Fascination

Posted on January 28, 2005 at 3:56 am

D
Lowest Recommended Age: Mature High Schooler
Profanity: Some very strong language
Alcohol/ Drugs: A lot of drinking and smoking
Violence/ Scariness: Characters in peril, some killed, graphic violence
Diversity Issues: None
Date Released to Theaters: 2005

Lust. Betrayal. Revenge. Greed. Murder. Somehow, all of these things become dull in the preposterous and yet decidedly un-fascinating “Fascination,” a movie that plays as though the script was being made up on the spot. By aliens not quite familiar with human beings or the English language but who had seen a couple of Ed Wood movies.

Wealthy Patrick Doherty (James Naughton), a former Olympic swimmer, is killed in a swimming accident. His widow, Maureen (Jaqueline Bisset), comes back from a post-funeral cruise with a new boyfriend and marries him a week later. Her son, Scott (Adam Garcia) finds this at first unsettling and then suspicious. But his attempts to investigate the possibility that Maureen and her new husband, Oliver (Stuart Wilson), may have murdered Patrick are sidetracked by his attraction to Oliver’s daughter Kelly (Alice Evans), who slinks around looking femme fatale-ish in a series of the most hideously fluttering little outfits ever worn in a movie.

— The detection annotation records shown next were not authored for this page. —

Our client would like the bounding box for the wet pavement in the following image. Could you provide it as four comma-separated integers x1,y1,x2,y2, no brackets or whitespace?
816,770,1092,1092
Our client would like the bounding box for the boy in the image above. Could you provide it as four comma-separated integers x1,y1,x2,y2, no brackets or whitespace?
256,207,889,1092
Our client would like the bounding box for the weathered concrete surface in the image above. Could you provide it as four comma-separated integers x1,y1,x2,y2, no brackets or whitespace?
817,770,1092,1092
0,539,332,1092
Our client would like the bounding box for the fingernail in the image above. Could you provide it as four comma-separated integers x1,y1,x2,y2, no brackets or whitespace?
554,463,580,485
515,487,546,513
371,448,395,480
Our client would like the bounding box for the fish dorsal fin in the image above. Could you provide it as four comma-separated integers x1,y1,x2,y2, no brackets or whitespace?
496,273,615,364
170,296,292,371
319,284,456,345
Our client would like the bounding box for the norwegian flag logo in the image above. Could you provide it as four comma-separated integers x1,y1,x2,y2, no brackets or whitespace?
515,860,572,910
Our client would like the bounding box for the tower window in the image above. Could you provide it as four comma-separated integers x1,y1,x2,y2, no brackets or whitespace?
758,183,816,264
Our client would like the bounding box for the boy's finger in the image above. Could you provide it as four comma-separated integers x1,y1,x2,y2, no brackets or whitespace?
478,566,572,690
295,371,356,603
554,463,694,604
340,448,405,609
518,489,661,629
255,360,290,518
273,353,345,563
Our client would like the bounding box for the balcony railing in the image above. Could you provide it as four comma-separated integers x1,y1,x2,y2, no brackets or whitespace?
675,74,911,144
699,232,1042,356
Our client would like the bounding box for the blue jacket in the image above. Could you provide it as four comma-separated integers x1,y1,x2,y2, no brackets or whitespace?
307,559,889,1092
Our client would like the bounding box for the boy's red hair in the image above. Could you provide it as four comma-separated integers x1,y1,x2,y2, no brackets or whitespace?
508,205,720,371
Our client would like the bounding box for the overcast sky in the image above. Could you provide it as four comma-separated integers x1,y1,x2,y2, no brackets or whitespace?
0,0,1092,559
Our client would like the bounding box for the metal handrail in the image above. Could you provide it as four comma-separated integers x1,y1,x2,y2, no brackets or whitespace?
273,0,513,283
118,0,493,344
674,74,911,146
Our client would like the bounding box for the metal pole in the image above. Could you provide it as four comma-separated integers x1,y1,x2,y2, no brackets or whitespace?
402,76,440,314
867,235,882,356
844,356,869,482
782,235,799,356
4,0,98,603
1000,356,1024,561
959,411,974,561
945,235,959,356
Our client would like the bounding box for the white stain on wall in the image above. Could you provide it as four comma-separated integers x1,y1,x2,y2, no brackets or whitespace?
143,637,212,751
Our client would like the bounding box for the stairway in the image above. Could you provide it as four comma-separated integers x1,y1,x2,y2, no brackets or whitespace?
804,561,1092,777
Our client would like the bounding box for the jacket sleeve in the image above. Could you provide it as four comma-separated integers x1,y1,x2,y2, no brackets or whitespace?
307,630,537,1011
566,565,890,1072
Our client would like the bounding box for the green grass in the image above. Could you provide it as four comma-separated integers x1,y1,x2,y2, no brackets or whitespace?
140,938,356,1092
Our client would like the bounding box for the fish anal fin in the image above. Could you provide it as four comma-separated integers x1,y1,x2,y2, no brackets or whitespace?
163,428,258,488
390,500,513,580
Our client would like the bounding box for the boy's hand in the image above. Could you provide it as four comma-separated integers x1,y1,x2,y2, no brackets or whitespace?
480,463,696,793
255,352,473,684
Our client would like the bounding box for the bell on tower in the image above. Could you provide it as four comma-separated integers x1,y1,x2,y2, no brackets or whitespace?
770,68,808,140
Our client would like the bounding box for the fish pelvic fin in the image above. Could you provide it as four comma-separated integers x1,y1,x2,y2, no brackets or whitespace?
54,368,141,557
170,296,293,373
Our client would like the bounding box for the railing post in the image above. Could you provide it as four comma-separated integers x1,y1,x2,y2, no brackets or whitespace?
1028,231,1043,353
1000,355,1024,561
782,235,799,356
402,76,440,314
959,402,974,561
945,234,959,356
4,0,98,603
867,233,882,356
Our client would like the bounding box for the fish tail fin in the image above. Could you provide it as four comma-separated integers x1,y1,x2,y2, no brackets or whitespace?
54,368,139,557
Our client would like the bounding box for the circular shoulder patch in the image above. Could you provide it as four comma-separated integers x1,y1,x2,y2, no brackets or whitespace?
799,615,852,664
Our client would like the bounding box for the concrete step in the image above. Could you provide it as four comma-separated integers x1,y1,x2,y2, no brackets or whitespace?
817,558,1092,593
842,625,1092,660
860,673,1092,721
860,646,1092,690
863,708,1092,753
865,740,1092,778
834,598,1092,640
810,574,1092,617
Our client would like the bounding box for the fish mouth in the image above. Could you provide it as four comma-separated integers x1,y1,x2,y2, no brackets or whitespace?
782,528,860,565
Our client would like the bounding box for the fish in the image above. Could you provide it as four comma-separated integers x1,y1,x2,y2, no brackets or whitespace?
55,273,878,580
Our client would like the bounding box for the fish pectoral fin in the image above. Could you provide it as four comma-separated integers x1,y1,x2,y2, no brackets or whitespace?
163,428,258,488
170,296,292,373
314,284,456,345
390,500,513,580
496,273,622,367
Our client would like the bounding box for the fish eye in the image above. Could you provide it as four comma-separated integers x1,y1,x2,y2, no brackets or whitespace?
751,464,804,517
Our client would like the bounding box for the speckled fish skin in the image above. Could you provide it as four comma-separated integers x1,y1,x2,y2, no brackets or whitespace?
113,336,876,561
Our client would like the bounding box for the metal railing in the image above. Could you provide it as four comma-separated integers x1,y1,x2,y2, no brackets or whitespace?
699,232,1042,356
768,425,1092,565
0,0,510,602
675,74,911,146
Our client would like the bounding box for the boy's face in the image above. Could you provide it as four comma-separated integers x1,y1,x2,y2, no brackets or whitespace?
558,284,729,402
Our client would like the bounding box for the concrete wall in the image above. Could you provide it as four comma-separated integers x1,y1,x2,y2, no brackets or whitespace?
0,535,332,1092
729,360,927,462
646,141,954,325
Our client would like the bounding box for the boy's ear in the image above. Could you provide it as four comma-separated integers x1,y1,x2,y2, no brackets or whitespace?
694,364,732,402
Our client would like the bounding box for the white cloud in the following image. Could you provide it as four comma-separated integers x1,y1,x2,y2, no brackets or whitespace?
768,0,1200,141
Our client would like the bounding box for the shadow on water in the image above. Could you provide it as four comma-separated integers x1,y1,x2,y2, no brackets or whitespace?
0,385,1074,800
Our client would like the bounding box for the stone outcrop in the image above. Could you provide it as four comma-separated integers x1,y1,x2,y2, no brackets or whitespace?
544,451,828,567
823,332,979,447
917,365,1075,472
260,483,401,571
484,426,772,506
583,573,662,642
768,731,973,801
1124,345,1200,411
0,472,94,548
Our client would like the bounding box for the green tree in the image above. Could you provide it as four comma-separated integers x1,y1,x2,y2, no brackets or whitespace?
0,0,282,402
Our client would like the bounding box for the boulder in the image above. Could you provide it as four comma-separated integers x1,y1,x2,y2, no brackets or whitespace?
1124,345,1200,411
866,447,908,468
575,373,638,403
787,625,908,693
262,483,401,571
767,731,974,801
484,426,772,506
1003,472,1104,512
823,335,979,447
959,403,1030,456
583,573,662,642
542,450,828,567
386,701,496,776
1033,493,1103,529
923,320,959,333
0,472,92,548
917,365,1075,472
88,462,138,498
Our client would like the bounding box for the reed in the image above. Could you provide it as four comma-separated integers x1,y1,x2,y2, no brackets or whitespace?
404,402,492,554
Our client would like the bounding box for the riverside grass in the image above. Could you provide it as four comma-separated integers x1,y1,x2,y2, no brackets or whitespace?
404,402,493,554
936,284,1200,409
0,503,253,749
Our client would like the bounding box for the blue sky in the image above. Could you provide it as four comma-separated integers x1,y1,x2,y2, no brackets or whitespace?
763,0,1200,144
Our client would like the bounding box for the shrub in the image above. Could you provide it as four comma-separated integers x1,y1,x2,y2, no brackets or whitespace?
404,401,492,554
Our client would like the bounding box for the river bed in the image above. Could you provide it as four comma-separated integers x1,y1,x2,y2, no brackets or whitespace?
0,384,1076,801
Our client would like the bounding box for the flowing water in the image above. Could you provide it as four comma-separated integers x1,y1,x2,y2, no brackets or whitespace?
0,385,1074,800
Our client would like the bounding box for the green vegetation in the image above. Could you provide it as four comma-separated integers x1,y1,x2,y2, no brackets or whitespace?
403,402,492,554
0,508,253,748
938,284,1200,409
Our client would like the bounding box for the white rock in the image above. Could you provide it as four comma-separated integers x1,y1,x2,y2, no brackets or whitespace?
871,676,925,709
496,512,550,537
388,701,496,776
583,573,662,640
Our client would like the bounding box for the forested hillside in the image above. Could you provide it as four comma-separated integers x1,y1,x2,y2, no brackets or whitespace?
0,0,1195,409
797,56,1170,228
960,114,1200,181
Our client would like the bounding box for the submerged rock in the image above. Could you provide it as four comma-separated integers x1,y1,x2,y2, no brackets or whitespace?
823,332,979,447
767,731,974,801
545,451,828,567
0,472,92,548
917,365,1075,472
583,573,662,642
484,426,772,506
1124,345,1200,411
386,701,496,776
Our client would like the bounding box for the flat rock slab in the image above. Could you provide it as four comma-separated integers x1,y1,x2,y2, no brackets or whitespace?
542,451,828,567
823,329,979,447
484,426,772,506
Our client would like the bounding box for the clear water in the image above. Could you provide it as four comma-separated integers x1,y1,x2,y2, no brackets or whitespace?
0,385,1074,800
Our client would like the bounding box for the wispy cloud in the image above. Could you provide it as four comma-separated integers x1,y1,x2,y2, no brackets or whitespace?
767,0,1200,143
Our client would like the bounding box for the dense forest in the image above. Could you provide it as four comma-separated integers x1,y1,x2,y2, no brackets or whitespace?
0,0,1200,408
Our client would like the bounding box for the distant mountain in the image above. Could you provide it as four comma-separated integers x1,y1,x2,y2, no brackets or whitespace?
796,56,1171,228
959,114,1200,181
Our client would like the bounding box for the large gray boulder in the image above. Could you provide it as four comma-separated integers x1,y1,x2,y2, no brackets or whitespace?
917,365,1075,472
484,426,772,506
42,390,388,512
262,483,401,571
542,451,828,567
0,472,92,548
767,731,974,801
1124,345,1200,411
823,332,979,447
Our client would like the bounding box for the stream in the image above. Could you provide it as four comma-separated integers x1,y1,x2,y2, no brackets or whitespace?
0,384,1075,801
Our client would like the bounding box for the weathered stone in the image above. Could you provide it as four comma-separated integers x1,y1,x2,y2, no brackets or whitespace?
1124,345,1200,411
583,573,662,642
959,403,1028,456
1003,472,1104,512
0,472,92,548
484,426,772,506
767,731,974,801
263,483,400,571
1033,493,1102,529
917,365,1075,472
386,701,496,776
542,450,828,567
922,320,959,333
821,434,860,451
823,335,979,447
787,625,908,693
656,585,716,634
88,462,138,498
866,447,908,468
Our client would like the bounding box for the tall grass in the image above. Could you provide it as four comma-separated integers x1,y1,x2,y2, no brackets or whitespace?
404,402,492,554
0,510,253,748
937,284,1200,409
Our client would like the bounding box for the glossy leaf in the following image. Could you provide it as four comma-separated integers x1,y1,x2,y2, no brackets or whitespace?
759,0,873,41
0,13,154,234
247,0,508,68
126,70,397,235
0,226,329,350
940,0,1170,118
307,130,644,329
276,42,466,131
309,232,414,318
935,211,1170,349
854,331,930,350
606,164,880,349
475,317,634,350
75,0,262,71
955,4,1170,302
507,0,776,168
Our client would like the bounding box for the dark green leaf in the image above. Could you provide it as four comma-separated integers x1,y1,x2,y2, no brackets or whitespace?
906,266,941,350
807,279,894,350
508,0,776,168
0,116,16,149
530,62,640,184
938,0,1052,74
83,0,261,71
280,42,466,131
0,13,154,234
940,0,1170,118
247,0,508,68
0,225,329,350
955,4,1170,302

The set-up is not so bad. At least it wasn’t the last time I took a look at, what was that again — oh, yes, Hamlet. But the stunning incompetence of every single aspect of this movie makes it such a thudding bore that it does not even rise to the level of being laughable. That’s despite howler plot turns that include a do-it-yourself exhumation, a character who appears to be turned on by bloody wounds, a character who has some weird unexplained throat injury (an indicator that the film was rechopped at some point, giving rise to the concern that there may be an even worse version out there) and another man with a bloody wound who can somehow wake up on sheets as pristine as though they came from a commercial for laundry detergent. Badly written, poorly acted, horrendously edited, dreadfully directed, the only thing worth watching in this movie is the still-lovely Bisset and some nice location photography.

Parents should know that this movie includes explicit sexual references and situations, including some with incestuous overtones. Characters drink and smoke and use very strong language. There are several violent situations and characters are killed.

Families who see this movie should talk about the difficulty Scott and his mother had in trying to communicate with each other.

Families who enjoy this movie will also enjoy the overheated Hush with Jessica Lange and Gwenyth Paltrow and better movies like Body Heat and The Postman Always Rings Twice.